Izawwlgood wrote: Elvish Pillager wrote:
nitePhyyre wrote:Wha...? Are you two serious? Like really?
Now that you know that we're serious, would you like to rewrite your questions in a manner suggesting you actually care what our opinions are, or do you prefer to continue taking the piss?
Frankly, not really; the notion that someone doesn't require vision to use a lethal weapon is pretty frightening, and I'm not really sure how to rationally address your position without utter incredulity pouring through.
We're obviously not talking about people who don't have 100/20 vision, but how do you feel about someone who is legally blind driving?
I'm okay with some incredulity. There's a difference between regular incredulity and comments like "Are you trying to be stupid?". I wouldn't worry about it if I were you, since you have literally just asked me a non-insulting question that I'm willing to answer.
My opinion about cars? Well, you might say that it's hardly related, because my opinion about cars is that they should be driven by computers. The technology is within reach; to save lives, governments should encourage its development, and once it's common, humans should be banned from driving on any public road. Also, we need more public transit; cars are wasteful, damage the environment, and have many harmful indirect effects. Those are the biggest issues of car usage, so those are what public policy should focus on.
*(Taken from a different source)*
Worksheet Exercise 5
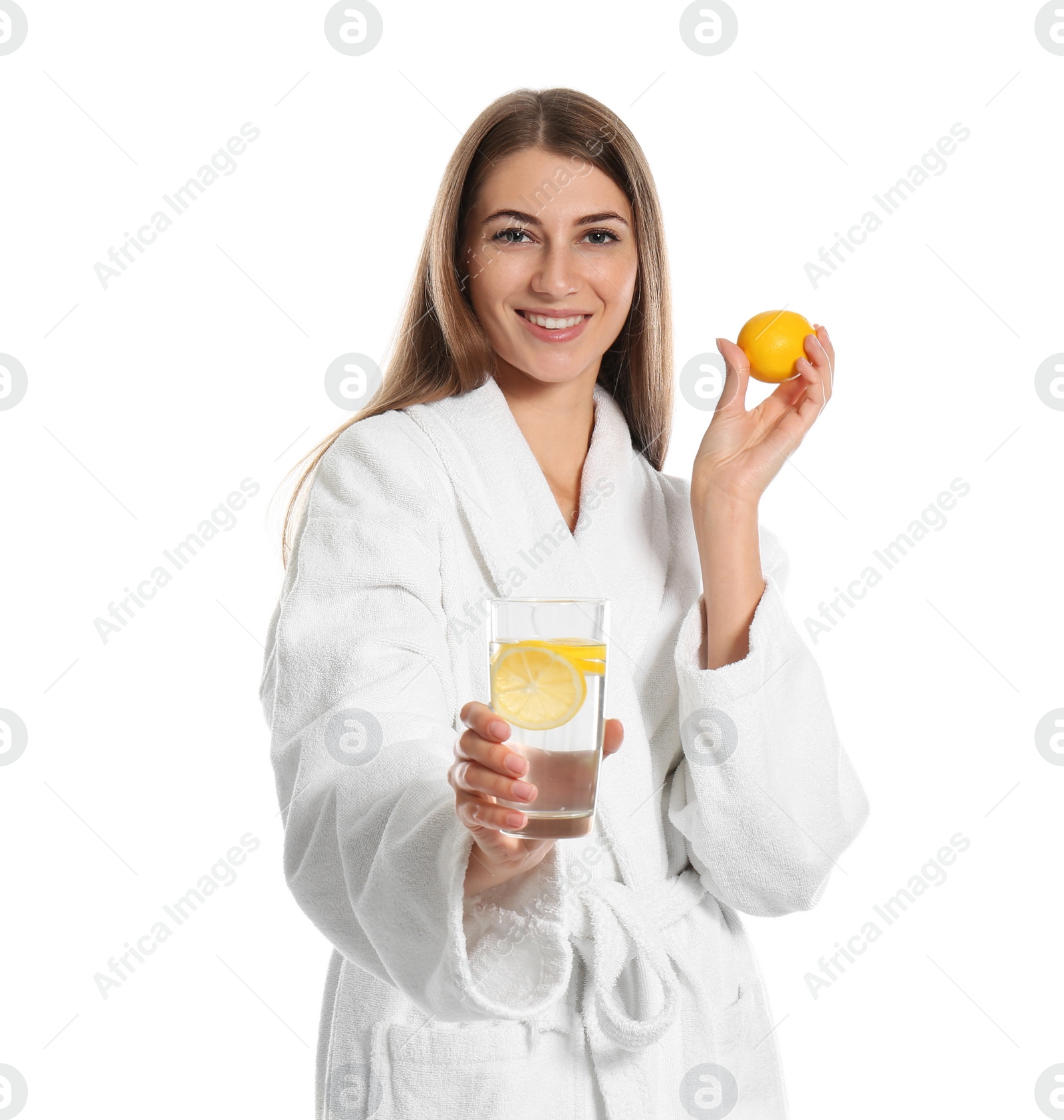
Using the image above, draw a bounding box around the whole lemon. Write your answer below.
[738,311,815,383]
Within the context of that focus, we can also address a few details during the stopgap years, such as vision requirements for having a driver's license. First off, as far as I've heard, current vision requirements are inconsistently enforced - people can renew their licenses without doing new vision tests, even as their vision degenerates. That's a measurable effect that you could study, so if I was a policymaker, I'd like to see a study into the public cost of deaths attributed to driving with eyesight below the allowed threshold. That would, of course, have to be weighed against the cost of limiting legally-blind people's mobility, which is also a public cost. (Plus the cost of running additional tests.) If the study found the risks were insignificant compared to the costs, I'd favor relaxing the requirements that are
How does that relate to guns? It's all about public policy. Although, in this case, I can't make the "cost of them not being allowed to own guns" argument, because I haven't seen evidence that there's any
public benefit from people owning guns. I can
make the "cost of enforcing regulations" argument, and I can also make a hypothetical argument based on the assumption that I believe gun ownership has a public benefit (like self-defense, deterring crime, or holding government accountable, to name some common beliefs). And bear in mind that, checking the Internet, it looks like accidental gun deaths are about 650/year in the entire
US, while cars kill about 40,000/year despite all restrictions put in place to stop it, and despite, you know, the fact that cars aren't designed to kill people. Compared to cars, guns are astonishingly safe.
Correct me if I'm wrong, but I think the only concern here is that people would possibly be injured or killed by blind people accidentally shooting them with legally owned and operated guns? Legally blind people are less than 1% of the population. Using the federal minimum wage and the EPA value of a human life, if all Americans spent the amount of time worrying about this that I already have writing this post, we'd have to save more than 500 lives to break even, so legally blind people would have to be more than 100 times as deadly as sighted ones for it to be even worth the attention I've given it.
Now, I don't know how completely blind people can use guns responsibly, but that's because I'm not blind
. I spend literally all of my time not thinking about how to safely practice marksmanship without seeing, so I'm not going to demand a full justification whenever someone says that they know how to do so. The only way to convince me that we need to demand heightened scrutiny on a marginalized group? Is to show me that it will
result in deaths if we don't. Not "I, in my own ignorance, can't think of how to do that safely", but "Here is my evidence that large numbers of people actually die when as a result".
You're not going to produce that evidence, because there is no such evidence, because it's not true. Now I'm going to go back to worrying about the ten thousand Americans per year who are killed intentionally by sighted people with guns and the forty thousand Americans per year who are killed by sighted people with cars.